5. You do not need to truncate the region yourself. This is done
later by commit/rollback. But you can reuse previous the region
allocations if store the region memory pointer out of this cycle
together size. And when a new path len * 2 + 1 > than the memory
size you have, you allocate more. Else you can reuse it. In the
best case it reduces number of allocations in part_count times,
in the worst one it is not worse than your way.

> +			char *path =
> +				region_alloc(region, 3 * path_len + 1);
> +			if (path == NULL) {
> +				diag_set(OutOfMemory, 3 * path_len + 1,
> +					"region_alloc", "path");
> +				return -1;
> +			}
> +			part->path = path;
> +			int rc = json_path_next(&parser, &node);
> +			if (rc != 0)
> +				goto error_invalid_json;
> +			if (node.type != JSON_PATH_NUM) {
> +				diag_set(ClientError, ER_WRONG_INDEX_OPTIONS,
> +					part->fieldno,
> +					"invalid JSON path: first part should "
> +					"be defined as array");

6. As array index. Not array.

> +				return -1;
> +			}
> +			if (node.num - TUPLE_INDEX_BASE != part->fieldno) {
> +				diag_set(ClientError, ER_WRONG_INDEX_OPTIONS,
> +					part->fieldno,
> +					"invalid JSON path: first part refers "
> +					"to invalid field");
> +				return -1;
> +			}
> +			uint32_t lexemes = 0;
> +			do {
> +				if (node.type == JSON_PATH_NUM) {
> +					path += sprintf(path, "[%u]",
> +						(unsigned)node.num);
> +				} else if (node.type == JSON_PATH_STR) {
> +					path += sprintf(path, "[\"%.*s\"]",
> +							node.len, node.str);
> +				} else {
> +					unreachable();
> +				}
> +				lexemes++;
> +			} while ((rc = json_path_next(&parser, &node)) == 0 &&
> +				 node.type != JSON_PATH_END);
> +			if (rc != 0 || node.type != JSON_PATH_END)
> +				goto error_invalid_json;
> +			/* JSON index is useless. */
> +			if (lexemes == 1) {
> +				region_truncate(region, size);
> +				part->path = NULL;
> +			} else {
> +				region_truncate(region,
> +						size + (path - part->path + 1));
> +			}
> +		}

7. Please, reduce indentation level.
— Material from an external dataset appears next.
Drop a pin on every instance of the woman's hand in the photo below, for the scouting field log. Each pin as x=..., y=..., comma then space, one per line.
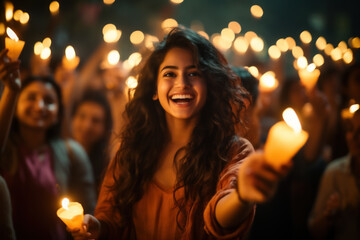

You can check
'if part->path == NULL then continue' and move this
code block 1 tab left. Even now you can join some of
lines into one.

>   	}
>   	return 0;
> +
> +error_invalid_json:
> +	diag_set(ClientError, ER_WRONG_INDEX_OPTIONS,
> +		 part->fieldno + TUPLE_INDEX_BASE,
> +		 "invalid JSON path: path has invalid structure");

8. Please, write on which position the error occurred.

> +	return -1;
>   }
>   
>   in